Ninety One flows augur well for big firms


In a positive sign for diversified global managers, the dual-listed Ninety One has reported a turnaround in fund flows and a big increase in profits following strong returns in the past six months.

The company said in London last week (November 16) that net inflows of £3.9 billion sterling (A$7.2 billion), taking total assets under management to £140 billion (A$259.3 billion) at September 30, also reflected a “general uplift in client activity across asset classes off the back of increased client risk appetite”. The inflows reversed a 12-month trend of outflows.

Ninety One was listed on both London and Johannesburg stock markets in March 2020, following a change of name from Investec Asset Management to underline its independence from its banking parent.

Fixed income and equities were the largest generators of net inflows in the six months, producing net gains of just under £1.9 billion apiece. In fixed income, emerging market, corporate and sovereign debt strategies were the main drivers of inflows, while in equities, Ninety One saw “significant” inflows into global and thematic strategies. However, multi-asset net outflows of £290 million followed redemptions from diversified growth strategies.

In the six months, net revenue was up 10 per cent to £328.4 million and pre-tax profit up 39 per cent to £132.1 million, including £14.9 million in proceeds from the sale of Silica, its transfer agency back-office business in South Africa.

The manager also announced last week that Nazmeera Moola had been appointed Ninety One’s chief sustainability officer, a newly created role. She was previously deputy managing director and head of South African investments.

While it has a long history in ESG, the new role incorporates Ninety One’s investment integration, advocacy, corporate transition to net zero and developing and implementing efforts to mobilise dedicated funding for an inclusive net zero transition.

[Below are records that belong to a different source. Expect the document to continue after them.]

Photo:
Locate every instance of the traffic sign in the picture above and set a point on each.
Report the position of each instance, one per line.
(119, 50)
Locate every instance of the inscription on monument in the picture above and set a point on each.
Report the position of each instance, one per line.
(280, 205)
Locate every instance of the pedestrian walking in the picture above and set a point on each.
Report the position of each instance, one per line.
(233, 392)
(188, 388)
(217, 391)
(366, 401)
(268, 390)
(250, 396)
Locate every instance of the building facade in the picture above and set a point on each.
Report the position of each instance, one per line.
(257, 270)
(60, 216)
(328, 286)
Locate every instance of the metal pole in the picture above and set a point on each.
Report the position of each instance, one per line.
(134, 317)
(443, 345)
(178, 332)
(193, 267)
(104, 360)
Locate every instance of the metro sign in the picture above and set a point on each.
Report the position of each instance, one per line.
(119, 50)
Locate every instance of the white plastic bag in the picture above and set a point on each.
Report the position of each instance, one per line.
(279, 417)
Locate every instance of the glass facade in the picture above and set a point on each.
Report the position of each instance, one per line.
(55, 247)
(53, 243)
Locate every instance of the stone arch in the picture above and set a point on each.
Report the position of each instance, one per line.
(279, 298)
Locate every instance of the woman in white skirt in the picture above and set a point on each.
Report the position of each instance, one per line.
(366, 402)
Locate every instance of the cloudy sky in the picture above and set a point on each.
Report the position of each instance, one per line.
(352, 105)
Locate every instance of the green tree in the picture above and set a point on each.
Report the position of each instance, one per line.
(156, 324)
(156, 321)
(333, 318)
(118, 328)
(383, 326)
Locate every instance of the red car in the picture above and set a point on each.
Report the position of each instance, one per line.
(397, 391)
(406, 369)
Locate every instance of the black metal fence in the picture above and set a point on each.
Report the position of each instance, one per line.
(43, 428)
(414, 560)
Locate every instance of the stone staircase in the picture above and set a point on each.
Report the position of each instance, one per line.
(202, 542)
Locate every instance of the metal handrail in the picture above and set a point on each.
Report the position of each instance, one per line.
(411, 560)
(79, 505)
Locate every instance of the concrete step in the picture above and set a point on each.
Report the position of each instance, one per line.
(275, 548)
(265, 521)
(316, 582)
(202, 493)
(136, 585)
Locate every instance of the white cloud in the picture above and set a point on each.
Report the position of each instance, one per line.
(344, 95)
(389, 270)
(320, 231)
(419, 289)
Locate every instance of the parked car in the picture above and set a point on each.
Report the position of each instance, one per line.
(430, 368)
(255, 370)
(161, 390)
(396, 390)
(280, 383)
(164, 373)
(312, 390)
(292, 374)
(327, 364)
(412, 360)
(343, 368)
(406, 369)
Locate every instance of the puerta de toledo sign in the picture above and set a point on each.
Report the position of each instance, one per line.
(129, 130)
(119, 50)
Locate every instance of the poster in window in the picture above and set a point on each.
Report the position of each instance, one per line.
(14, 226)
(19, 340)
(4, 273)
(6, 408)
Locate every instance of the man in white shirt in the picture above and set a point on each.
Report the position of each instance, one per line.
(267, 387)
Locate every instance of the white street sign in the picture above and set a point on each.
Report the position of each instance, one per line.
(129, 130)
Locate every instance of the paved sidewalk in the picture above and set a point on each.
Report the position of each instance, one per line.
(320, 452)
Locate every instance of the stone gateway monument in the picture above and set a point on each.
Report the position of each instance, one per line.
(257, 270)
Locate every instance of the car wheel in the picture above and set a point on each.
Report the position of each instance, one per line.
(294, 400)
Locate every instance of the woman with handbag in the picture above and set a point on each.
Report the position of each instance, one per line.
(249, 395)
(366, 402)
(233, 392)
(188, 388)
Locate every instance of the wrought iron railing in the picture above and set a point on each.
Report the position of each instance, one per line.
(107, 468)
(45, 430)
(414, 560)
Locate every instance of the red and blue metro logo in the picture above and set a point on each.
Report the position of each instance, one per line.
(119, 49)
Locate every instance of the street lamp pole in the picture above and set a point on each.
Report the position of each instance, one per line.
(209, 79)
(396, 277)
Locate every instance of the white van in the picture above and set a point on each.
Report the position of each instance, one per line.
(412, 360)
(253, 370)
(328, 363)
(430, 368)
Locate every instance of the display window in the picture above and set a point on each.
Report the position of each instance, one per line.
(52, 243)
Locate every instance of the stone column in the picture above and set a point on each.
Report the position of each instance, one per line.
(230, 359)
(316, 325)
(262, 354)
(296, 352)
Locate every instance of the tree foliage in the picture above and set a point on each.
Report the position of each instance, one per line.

Hendrik du Toit, the firm’s chief executive and founder, in 1991, was cautious about future market conditions, however, in a statement to shareholders. He said: “While the supportive market conditions of this reporting period will not last indefinitely, we see substantial long-term growth opportunities ahead. We will continue to invest in our people and our business so that we can deliver for our clients. This remains our formula for value creation.”